Mr. Bruce C. Maag began the Treatment Foster Care organization International Phoenix Group in 2000, a company that now has grown to employ more than 100 staff members and serve over 350 youth. The most important thing for Mr. Maag has always been to help disadvantaged youths, and his idea for IPG conceptualized when he realized how many troubled children are deprived of help because they are considered more difficult than others. His organization, International Phoenix Group, focuses on the severely emotionally disturbed and under-served youth in North America. Since the year 2000, Bruce Maag has been working towards building and strengthening the structure of his much-needed organization. Today, IPG has offices in seven states, which are serving youth on a daily basis. Before his latest project, Bruce Maag was still working towards helping others. Maag began the organization SAFY of America in 1984. He started the group in Ohio from scratch and built it up to be one of the top 10 Treatment Foster Care Programs in all of North America. Maag dedicated many years to SAFY, but needed to leave his position with his organization to be with his wife through a difficult battle with leukemia. However, thanks to Maag’s hard work, the organization today has expanded into 10 different states and helped place thousands of children. SAFY also employs over 250 staff members and is affiliated with over 10 other similar programs for preschoolers, the medically fragile, sex offenders, and run-away children. SAFY also boasts affiliation with an in-home intervention component, an MRDD component, a full-service travel agency, a national training program, a girls’ residential program, and a national consulting service.


Bruce Maag's Publications

  • The National Institute for Alternative Care Professionals (NIFACP), Bruce Maag
    August, 2010
    In early 1987, Mr.
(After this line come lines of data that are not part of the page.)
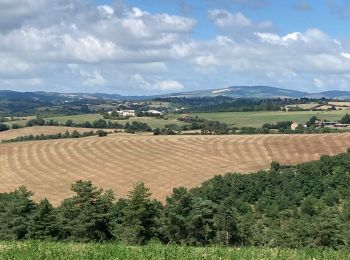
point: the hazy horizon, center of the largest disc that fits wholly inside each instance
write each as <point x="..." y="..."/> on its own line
<point x="146" y="47"/>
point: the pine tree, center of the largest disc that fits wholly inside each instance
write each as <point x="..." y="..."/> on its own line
<point x="140" y="216"/>
<point x="86" y="216"/>
<point x="43" y="223"/>
<point x="15" y="211"/>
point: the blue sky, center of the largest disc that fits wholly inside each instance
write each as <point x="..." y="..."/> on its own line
<point x="137" y="47"/>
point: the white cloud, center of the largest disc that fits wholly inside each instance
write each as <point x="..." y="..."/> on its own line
<point x="122" y="49"/>
<point x="223" y="18"/>
<point x="156" y="84"/>
<point x="167" y="85"/>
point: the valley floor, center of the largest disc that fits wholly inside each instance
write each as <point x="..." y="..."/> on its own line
<point x="162" y="162"/>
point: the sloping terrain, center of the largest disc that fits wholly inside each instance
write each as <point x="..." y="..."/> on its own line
<point x="162" y="162"/>
<point x="38" y="130"/>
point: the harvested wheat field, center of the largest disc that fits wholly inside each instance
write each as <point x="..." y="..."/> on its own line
<point x="38" y="130"/>
<point x="162" y="162"/>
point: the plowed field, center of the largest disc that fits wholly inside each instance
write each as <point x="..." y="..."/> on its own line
<point x="162" y="162"/>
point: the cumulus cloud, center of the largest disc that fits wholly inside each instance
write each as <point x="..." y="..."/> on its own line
<point x="237" y="22"/>
<point x="156" y="84"/>
<point x="74" y="45"/>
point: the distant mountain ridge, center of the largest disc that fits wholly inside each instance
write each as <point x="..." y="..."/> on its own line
<point x="234" y="92"/>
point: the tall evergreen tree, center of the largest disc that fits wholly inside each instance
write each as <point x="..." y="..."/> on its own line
<point x="43" y="222"/>
<point x="86" y="216"/>
<point x="15" y="210"/>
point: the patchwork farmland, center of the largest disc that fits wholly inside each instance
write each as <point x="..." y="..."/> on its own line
<point x="162" y="162"/>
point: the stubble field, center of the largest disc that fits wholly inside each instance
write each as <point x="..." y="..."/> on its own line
<point x="162" y="162"/>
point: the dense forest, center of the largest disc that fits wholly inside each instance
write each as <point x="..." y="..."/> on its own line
<point x="307" y="205"/>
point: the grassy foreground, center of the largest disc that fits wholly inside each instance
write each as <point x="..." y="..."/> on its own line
<point x="59" y="250"/>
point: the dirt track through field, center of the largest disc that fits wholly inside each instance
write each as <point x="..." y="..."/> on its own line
<point x="162" y="162"/>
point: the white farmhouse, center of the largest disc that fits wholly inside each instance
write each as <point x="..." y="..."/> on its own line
<point x="126" y="113"/>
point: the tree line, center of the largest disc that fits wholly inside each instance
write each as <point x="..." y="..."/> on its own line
<point x="307" y="205"/>
<point x="66" y="135"/>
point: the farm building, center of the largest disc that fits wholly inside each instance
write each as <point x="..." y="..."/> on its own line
<point x="295" y="125"/>
<point x="126" y="113"/>
<point x="154" y="112"/>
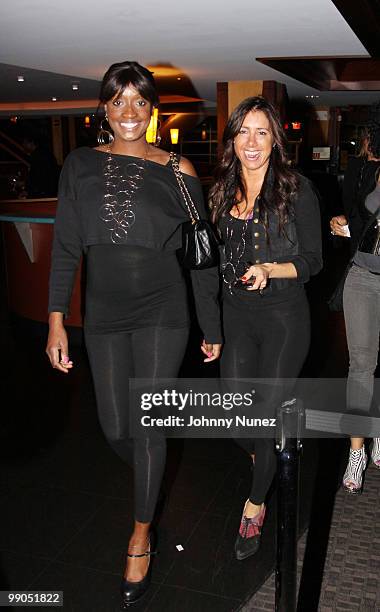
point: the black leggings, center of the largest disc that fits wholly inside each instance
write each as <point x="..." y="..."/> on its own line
<point x="265" y="340"/>
<point x="114" y="358"/>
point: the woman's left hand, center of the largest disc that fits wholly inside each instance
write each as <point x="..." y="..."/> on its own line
<point x="211" y="350"/>
<point x="260" y="273"/>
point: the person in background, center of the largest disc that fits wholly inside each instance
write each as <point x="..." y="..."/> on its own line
<point x="268" y="216"/>
<point x="42" y="179"/>
<point x="121" y="205"/>
<point x="361" y="296"/>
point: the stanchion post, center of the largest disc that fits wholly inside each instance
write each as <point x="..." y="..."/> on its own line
<point x="290" y="418"/>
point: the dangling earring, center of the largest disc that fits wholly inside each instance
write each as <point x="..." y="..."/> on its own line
<point x="104" y="137"/>
<point x="158" y="135"/>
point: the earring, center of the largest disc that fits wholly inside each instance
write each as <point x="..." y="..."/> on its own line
<point x="104" y="137"/>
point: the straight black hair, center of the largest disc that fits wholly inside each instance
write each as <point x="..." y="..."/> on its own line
<point x="119" y="76"/>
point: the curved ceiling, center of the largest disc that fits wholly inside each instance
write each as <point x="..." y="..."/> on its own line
<point x="205" y="40"/>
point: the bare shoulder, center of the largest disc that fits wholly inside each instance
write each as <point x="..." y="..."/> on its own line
<point x="158" y="155"/>
<point x="187" y="167"/>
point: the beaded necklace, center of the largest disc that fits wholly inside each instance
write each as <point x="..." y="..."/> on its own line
<point x="234" y="266"/>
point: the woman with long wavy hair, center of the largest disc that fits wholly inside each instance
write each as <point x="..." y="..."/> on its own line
<point x="268" y="217"/>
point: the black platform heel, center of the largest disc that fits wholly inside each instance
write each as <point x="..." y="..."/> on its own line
<point x="132" y="592"/>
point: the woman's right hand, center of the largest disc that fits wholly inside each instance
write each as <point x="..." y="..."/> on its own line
<point x="337" y="226"/>
<point x="57" y="342"/>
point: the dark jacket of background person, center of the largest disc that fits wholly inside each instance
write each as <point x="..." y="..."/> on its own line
<point x="359" y="181"/>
Bruce Maag founded The National Institute for Alternative Care Professionals (NIFACP), an organization that works on the local, state, and national levels to provide professional development, education, and training through conferences and seminars. Since its inception, NIFACP has organized a number of national conferences around the United States, often working with notable academic and professional institutions such as NOVA University, the Ohio Coalition of Foster Care Networks, The Foster Family Based Treatment Association, and SAFY of America, one of the top treatment foster care programs in the country. Working closely with other industry professionals, NIFACP engineered many seminars designed to educate and enlighten those in a number of alternative care fields. Working specifically with a number of individuals in treatment foster care, NIFACP developed a specialized national certification for the staff members of organizations working in the field. At NIFACP, Bruce Maag served as Executive Director, handling staff development and budget oversight while also playing an instrumental role in the design of various conferences and seminars. Bruce Maag worked with NIFACP concurrently to his position as the Chief Executive Officer of SAFY, an Ohio-based treatment foster care program the he founded in 1984. Leading SAFY and NIFACP until the end of 1999, Bruce Maag developed both into important staples in the treatment foster care field.